Chapter One Within

Chapter One

Within

I had been here before.

A mountain stream slashed down the cliff face and carved out a deep pool in a broad clearing. Spears of moonlight sliced the misty spray into silver prisms. Translucent shallows deepened to midnight near the center of the pond. Glittering flowers spangled sloping banks.

A tall man undressed slowly at the water’s edge.

His hair was the lustrous, gleaming black of a feather; his powerful body was carved from hard muscle and sinew.

And oh, his face—sculpted from moonlight and shadow, with plush lips parted faintly in amusement.

Silver eyes simmered with desire beneath dark winging brows.

He plunged into the pool. The water swallowed him without a splash as he dived—deep enough for his form to be a star of white in the dark.

I inhaled, filling my lungs with humid summer air.

And even as I stood transfixed on the bluebell-strewn knoll…

I, too, dived into the pool. My hands—clasped as if in prayer—split the dark water.

My body knifed down, the cold pond a shock against my sweat-sticky skin.

I clawed at the water, pulling myself deeper.

You cannot hide here.

The voice was the whisper of silver ripples lapping rush-lined banks; the susurrus of eager trees bending heavy heads; the sudden pinch of a molten ring wrapped too tightly around my finger; the blinding scream of a collar latched around my throat—

Let me in.

I knew by now not to grab for it. The collar’s faint sizzle at my throat was nothing more than sense memory. I could tug until my fingernails shredded. Tear with all my strength. The metal would not give way. Because it was not really there.

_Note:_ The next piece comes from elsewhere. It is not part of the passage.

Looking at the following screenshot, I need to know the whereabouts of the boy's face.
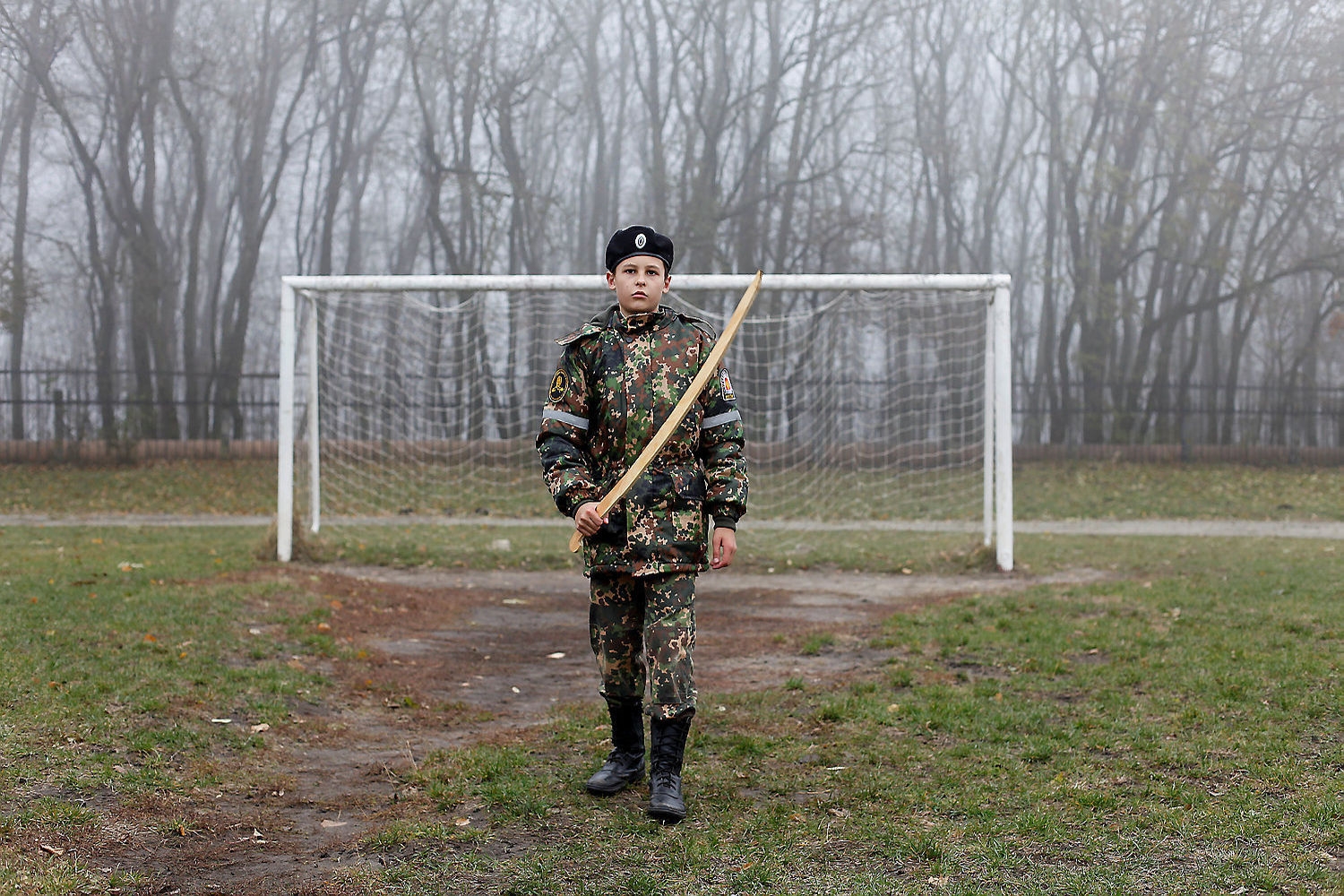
[607,255,672,314]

Instead, I dived deeper. The man arose in counterpoint, and I watched him as he passed. His sharp jaw was tilted toward the light; his silver eyes were open, fixed on the shadow of a girl standing on the bank.

Me.

Not me. Not anymore.

Part of me longed to turn—to buoy to the surface alongside Irian and let this moment play out the way it was supposed to.

To latch my legs around his waist and tangle my fingertips in his damp black hair and press my yearning lips to his.

But the rest of me knew—this moment was long gone.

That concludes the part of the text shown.